We gave our dog away on Sunday.......I still can't believe he's gone...I expect him to come around the corner any minute.
Cooper went to live with a family in Greeley who have another pug and already love him dearly. They met us at a park in Northglenn and that's where we said our goodbye's. This picture is from the last moments we had with him.
Coming to the decision to give away your dog that you've had since he was 8 weeks old is not easy by a long shot. But when we weighed the positives and the negatives--the positives of keeping him just didn't add up. Having two kids, putting the house on market (again) and life in general pointed to us giving Cooper a new home where he wasn't ignored and taken for granted. I never thought I'd give up a pet, I had dogs all growing up and we had them until death. My guilt is getting the best of me right now. I'm sure it'll pass with time, but I can't stop feeling horrible for doing what we did.
3 comments:
That is so sad! I know how much you guys loved Cooper. I am thinking about you guys! Love ya- Bobi
Oh Jami!
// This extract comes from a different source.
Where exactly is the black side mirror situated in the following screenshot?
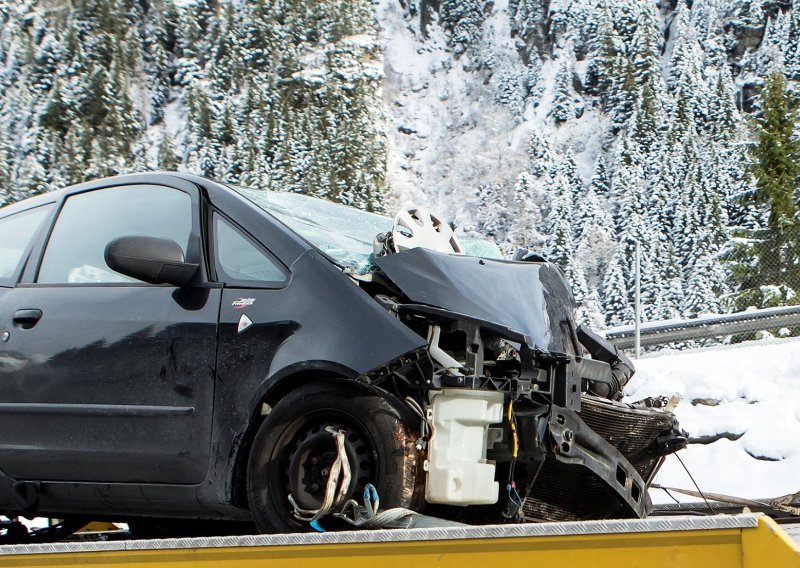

If only you could see my heart- I know exactly how you feel! I had a dog that didn't like Mikayla when she was a baby and was jealous of my time with her. She nipped Mika on the cheek and so we decided to give her back to the Dumb Friends (after much deliberation- Chris didn't like her much) but they couldn't take her because she had nipped Mika. We took her to a humane society in Boulder but they were not able to keep her either so she had to be put down. I still ache over our decision and sometimes cry because I miss her so much. But my daughters safety needed to come first (but it was a very hard decision). Pets are such a loving part of our lives it's hard to say goodbye! I hope you can have some closure with your decision. I think you did what was best for your dog and your heart was definately in the right place. :-) Give yourself some time & let yourself process the loss.
This is one of the (many) reasons we won't get a dog for a while now. I love animals so much that I wouldn't want to have a dog that got ignored. I'd want to give it some quality time, and there's no way I'd want that quality time to be taken from the girls at this age.
I think you made the right choice, and I agree that it kinda sucks. At least he'll have a friend to play with.